Dr Hassan’s background is remarkable. He was a United States Marine Sergeant who qualified in veterinary medicine before becoming a doctor and serving two terms as a civilian in Vietnam, later completing a degree in law. From this unique perspective he presents disturbing insights and images of the Vietnam War. His clinical volunteer work was in the battered province of Quang Tri in mid 1968, and the experience completely altered Hassan’s life. The core of the book is a harrowing episode — the massacre of 40 infants, all shot in the head, apparently by his own Marine Corps — and his efforts to get to the truth behind this tragedy.
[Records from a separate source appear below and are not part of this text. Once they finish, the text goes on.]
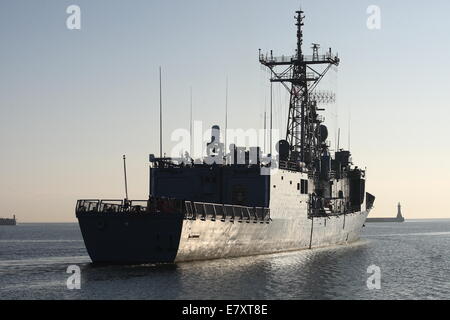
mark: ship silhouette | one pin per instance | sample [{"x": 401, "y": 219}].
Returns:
[{"x": 237, "y": 201}]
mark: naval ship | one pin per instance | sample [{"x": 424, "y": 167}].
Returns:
[{"x": 236, "y": 201}]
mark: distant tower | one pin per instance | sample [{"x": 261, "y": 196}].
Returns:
[{"x": 399, "y": 213}]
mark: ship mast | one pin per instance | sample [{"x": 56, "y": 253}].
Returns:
[{"x": 297, "y": 75}]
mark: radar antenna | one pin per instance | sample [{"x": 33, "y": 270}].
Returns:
[{"x": 300, "y": 75}]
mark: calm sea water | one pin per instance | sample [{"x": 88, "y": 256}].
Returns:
[{"x": 414, "y": 258}]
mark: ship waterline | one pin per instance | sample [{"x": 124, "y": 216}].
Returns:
[
  {"x": 188, "y": 231},
  {"x": 237, "y": 201}
]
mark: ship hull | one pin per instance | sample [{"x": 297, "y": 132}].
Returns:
[{"x": 149, "y": 238}]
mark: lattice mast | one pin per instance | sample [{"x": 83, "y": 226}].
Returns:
[{"x": 296, "y": 74}]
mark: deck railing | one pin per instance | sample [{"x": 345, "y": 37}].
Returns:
[{"x": 190, "y": 209}]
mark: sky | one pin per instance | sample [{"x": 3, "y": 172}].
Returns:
[{"x": 72, "y": 102}]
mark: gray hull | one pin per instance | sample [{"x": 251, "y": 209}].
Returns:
[{"x": 148, "y": 238}]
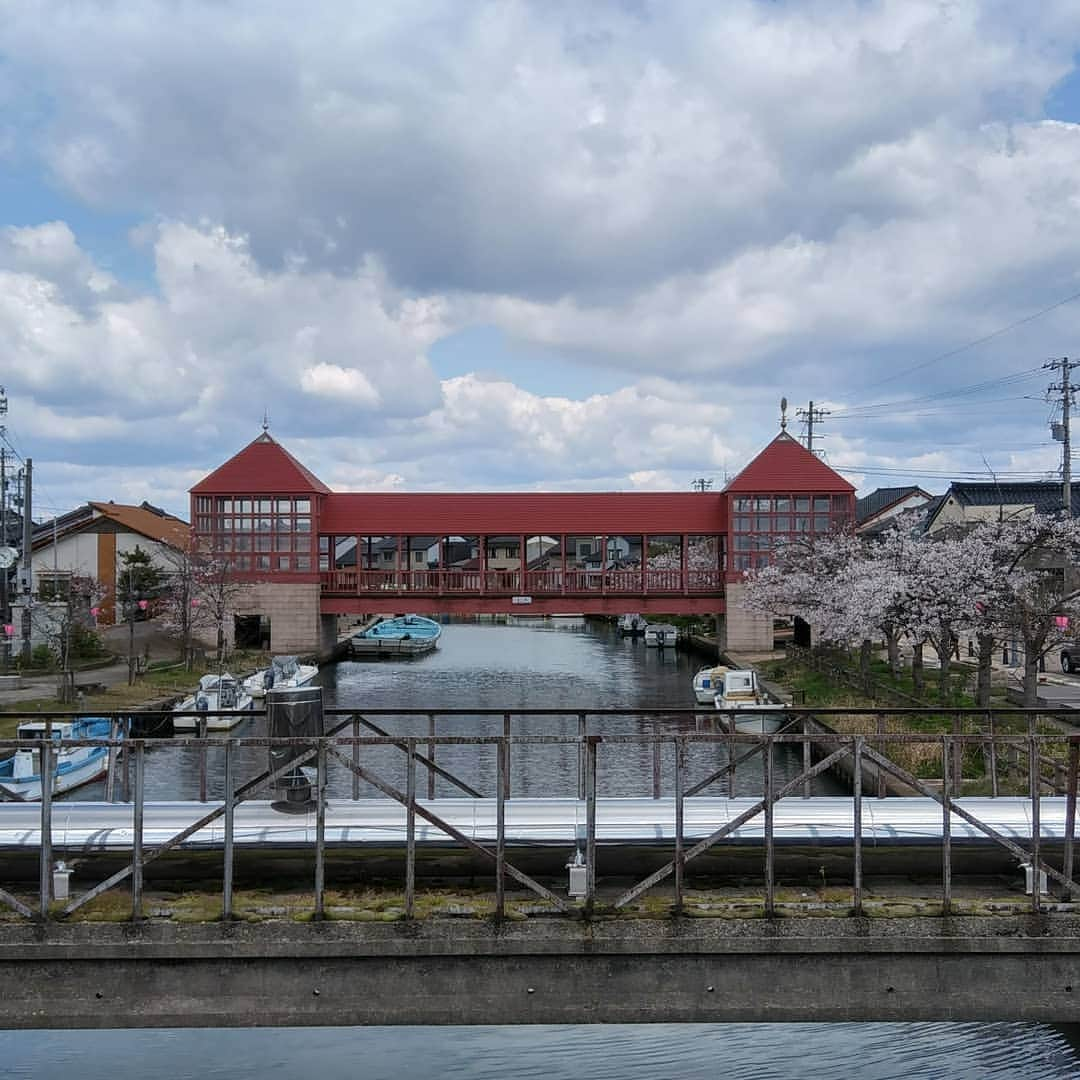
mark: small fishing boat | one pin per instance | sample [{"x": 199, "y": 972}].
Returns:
[
  {"x": 72, "y": 766},
  {"x": 753, "y": 712},
  {"x": 661, "y": 635},
  {"x": 707, "y": 683},
  {"x": 403, "y": 635},
  {"x": 215, "y": 693},
  {"x": 284, "y": 673}
]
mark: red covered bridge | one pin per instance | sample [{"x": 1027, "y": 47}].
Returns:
[{"x": 669, "y": 552}]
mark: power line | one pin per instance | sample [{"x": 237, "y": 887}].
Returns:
[{"x": 972, "y": 345}]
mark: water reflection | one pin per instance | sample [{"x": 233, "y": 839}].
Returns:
[
  {"x": 690, "y": 1051},
  {"x": 529, "y": 664}
]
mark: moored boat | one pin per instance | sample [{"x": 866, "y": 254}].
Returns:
[
  {"x": 72, "y": 766},
  {"x": 661, "y": 635},
  {"x": 284, "y": 673},
  {"x": 403, "y": 635},
  {"x": 214, "y": 694},
  {"x": 707, "y": 683},
  {"x": 752, "y": 710}
]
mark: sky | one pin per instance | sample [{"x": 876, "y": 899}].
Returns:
[{"x": 551, "y": 245}]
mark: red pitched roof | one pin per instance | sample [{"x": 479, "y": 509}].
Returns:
[
  {"x": 785, "y": 464},
  {"x": 532, "y": 512},
  {"x": 261, "y": 467}
]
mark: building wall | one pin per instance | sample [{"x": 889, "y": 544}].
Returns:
[{"x": 954, "y": 513}]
Several of the 774 doctors despatched by the American Medical Association’s Volunteer Physicians for Vietnam have contributed stories from their own tours of duty. Also acknowledged is the work of civilian teams from other countries, including Australia and New Zealand, and there is praise for the US medical corpsmen who, of necessity, undertook major clinical responsibilities.
Surgical triumphs and disasters, atrocities on both sides and the despair of embittered servicemen are all recounted, but it is the bigger picture that haunts Hassan’s conscience: the courage and dignity of the Vietnamese people; the death and destruction wrought by futile bombardment of innocent civilians; the failure of aid programs to concentrate more on preventive medicine, public health and training; and guilt that his country is making the same mistakes in Iraq.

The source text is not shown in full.